Classical theories of COGNITIVE DEVELOPMENT postulated that newborns did not understand the similarity between themselves and others. Newborns were said to be "solipsistic," experiencing their own internal sensations and seeing the movements of others without linking the two (Piaget 1962). According to Jean PIAGET, the imitation of facial gestures was first possible at one year of age, a landmark development that was a prerequisite for representational abilities. In sharp contrast, modern empirical work has shown that infants as young as forty-two minutes old successfully imitate adult facial gestures (Meltzoff and Moore 1983). Imitation is innate in humans (figure 1).

Figure 1

Figure 1 Photographs of two- to three-week-old infants imitating facial acts demonstrated by an adult. From A. N. Meltzoff and M. K. Moore (1977). Science 198 : 75-78.

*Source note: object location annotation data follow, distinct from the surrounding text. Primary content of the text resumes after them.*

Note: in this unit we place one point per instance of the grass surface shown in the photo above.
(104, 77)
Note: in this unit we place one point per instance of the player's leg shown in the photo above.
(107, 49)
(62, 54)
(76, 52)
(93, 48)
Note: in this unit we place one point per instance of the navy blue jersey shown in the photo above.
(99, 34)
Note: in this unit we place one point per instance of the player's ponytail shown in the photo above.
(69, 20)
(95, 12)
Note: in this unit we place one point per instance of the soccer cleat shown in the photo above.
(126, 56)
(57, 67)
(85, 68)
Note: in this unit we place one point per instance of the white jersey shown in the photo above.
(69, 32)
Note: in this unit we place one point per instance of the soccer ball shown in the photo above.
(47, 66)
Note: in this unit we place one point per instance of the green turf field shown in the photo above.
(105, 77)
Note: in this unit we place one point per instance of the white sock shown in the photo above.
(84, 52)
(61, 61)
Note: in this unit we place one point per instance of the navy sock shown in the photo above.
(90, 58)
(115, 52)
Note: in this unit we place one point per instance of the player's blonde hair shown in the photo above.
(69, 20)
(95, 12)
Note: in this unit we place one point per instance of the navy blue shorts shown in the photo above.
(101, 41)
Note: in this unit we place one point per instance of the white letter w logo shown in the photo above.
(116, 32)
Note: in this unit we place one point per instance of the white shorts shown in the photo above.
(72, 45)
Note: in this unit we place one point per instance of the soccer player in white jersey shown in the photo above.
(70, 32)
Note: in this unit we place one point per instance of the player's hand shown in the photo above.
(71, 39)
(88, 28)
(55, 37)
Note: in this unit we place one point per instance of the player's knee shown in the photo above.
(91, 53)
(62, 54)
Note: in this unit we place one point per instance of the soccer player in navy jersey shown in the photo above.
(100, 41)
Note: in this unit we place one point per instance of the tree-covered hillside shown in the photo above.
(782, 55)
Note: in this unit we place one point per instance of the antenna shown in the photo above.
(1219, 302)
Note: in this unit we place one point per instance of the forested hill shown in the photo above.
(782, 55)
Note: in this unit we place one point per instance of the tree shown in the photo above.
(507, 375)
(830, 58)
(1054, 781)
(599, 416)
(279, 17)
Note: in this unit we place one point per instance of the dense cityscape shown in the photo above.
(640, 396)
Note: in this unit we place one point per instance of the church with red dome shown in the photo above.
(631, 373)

Facial imitation presents a puzzle. Infants can see an adult's face but cannot see their own faces. They can feel their own faces move but have no access to the feelings of movement in another person. How is facial imitation possible? One candidate is "active intermodal mapping." The crux of the view is that an infant represents the adult facial expression and actively tries to make his or her own face match that target. Of course, infants do not see their own facial movements, but they can use proprioception to monitor their own unseen actions and to correct their behavior. According to this view, the perception and production of human acts are represented in a common "supramodal" framework and can be directly compared to one another. Meltzoff and Moore (1997) provide a detailed account of the metric used for establishing cross-modal equivalence of human acts and its possible brain basis.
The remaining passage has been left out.